Member of the Chamber of Deputies
- In office 15 May 1949 – 15 May 1957
- Constituency: 7th Departamental Grouping (Santiago, 2nd District)

Personal details
- Born: November 22, 1900 Lebu, Chile
- Died: November 2, 1979 (aged 78) Santiago, Chile
- Party: Agrarian Labor Party
- Spouse(s): Adriana de Beaumont Portales Lilly Judith Martínez Betancourt
- Children: Luis Fernando Rodríguez Martínez
- Parent(s): Amadeo Rodríguez y Valdés María Sara Lazo y Oportot
- Alma mater: University of Chile
- Occupation: Lawyer and politician

= Arnaldo Rodríguez Lazo =

Chilean lawyer and politician (1900-1979)

Arnaldo Amadeo Rodríguez Lazo (22 November 1900 – 2 November 1979) was a Chilean lawyer and politician, and a member of the Agrarian Labor Party. He served as a deputy for the 7th Departamental Grouping of Santiago during two consecutive legislative periods between 1949 and 1957.

== Biography ==
Rodríguez was born in Lebu on 22 November 1900, the son of Amadeo Rodríguez y Valdés and María Sara Lazo y Oportot. He was the brother of Raúl Rodríguez Lazo, a leader of the Conservative Party of Chile and later Minister of Lands and Colonization during the government of General Carlos Ibáñez del Campo.

He completed his secondary studies at the Liceo de Linares and at the Seminary of Talca. He then enrolled in the Law School of the University of Chile, graduating as a lawyer in 1930 with a thesis titled «El Servicio Militar obligatorio». He died in Santiago on 2 November 1979.

== Political and professional career ==
Rodríguez was a founding member of the Agrarian Labor Party. He served as secretary-general, general director and district president for the 2nd District of Santiago.

In the 1949 Chilean parliamentary election, he was elected deputy for the 7th Departamental Grouping (Santiago, 2nd District) for the 1949–1953 term. He served as a replacement member of the Standing Committee on Government Interior and on the Committee on Public Education, and was a full member of the Committees on Labor and Social Legislation and on Police and Regulations.

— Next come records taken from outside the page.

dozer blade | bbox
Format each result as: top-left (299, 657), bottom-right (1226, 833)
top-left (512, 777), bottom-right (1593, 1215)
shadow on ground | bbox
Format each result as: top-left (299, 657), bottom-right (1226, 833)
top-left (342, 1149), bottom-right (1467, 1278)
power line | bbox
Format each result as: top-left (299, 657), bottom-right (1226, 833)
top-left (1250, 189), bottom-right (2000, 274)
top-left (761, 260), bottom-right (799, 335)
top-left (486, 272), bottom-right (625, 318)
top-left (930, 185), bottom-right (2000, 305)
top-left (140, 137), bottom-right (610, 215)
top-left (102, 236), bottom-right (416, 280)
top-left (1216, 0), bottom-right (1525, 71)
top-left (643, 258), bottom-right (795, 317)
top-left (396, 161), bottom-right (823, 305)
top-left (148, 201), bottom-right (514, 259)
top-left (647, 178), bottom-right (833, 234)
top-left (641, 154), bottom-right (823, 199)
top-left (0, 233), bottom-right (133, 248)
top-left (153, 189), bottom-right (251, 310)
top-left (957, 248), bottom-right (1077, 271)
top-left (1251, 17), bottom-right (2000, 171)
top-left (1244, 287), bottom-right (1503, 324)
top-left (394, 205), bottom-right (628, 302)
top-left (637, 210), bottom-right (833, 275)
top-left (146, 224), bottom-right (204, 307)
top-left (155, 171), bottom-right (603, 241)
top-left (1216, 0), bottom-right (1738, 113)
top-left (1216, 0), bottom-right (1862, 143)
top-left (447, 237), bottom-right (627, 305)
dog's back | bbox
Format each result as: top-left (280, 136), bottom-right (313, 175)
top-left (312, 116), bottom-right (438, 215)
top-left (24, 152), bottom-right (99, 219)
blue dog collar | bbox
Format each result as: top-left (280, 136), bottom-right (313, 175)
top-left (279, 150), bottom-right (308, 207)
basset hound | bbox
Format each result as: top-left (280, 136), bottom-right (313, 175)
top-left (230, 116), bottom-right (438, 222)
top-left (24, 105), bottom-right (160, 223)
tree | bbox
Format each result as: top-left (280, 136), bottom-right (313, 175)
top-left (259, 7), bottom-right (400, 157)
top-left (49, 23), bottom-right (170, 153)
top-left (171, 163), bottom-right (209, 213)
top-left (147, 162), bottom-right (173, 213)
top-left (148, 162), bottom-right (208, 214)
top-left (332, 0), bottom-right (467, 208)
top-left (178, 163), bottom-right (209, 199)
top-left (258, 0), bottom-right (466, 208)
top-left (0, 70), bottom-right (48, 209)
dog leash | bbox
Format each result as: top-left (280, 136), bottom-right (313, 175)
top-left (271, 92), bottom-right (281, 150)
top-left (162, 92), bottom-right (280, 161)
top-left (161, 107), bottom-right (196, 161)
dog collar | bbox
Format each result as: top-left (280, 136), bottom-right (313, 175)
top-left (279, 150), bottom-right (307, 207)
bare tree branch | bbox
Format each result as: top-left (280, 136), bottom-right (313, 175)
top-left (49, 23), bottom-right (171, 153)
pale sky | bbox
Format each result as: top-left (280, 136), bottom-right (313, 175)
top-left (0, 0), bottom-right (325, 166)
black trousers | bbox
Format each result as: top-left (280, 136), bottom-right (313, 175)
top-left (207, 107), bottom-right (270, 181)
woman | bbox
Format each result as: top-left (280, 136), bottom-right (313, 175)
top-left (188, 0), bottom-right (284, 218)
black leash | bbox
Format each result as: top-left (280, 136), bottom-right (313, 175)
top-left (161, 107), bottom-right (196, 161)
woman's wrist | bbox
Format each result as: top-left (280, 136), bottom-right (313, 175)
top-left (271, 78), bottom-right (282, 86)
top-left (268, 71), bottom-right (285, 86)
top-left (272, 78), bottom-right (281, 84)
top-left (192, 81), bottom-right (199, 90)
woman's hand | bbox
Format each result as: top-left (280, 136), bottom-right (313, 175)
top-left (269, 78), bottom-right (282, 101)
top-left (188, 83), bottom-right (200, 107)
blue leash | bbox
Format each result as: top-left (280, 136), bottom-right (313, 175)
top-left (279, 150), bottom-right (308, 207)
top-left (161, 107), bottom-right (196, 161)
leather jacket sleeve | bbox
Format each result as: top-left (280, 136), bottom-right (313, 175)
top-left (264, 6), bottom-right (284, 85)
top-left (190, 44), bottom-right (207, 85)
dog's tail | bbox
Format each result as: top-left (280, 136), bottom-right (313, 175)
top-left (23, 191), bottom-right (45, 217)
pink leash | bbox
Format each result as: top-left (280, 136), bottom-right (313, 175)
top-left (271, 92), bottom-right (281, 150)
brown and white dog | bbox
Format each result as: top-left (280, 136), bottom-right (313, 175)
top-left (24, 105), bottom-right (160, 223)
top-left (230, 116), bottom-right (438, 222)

He was re-elected for the 1953–1957 term, again representing the same constituency. During this period he sat on the Standing Committees on Government Interior and Police and Regulations.

== Family ==
Rodríguez married Adriana de Beaumont Portales in 1950 in Santiago. She was the daughter of Juan Luis de Beaumont y White and María Teresa Portales de las Cuevas, and descendant of Manuel Portales Palazuelos and Pedro de las Cuevas y Guzmán. After divorcing, he married Lilly Judith Martínez Betancourt, with whom he had one son, Luis Fernando Rodríguez Martínez.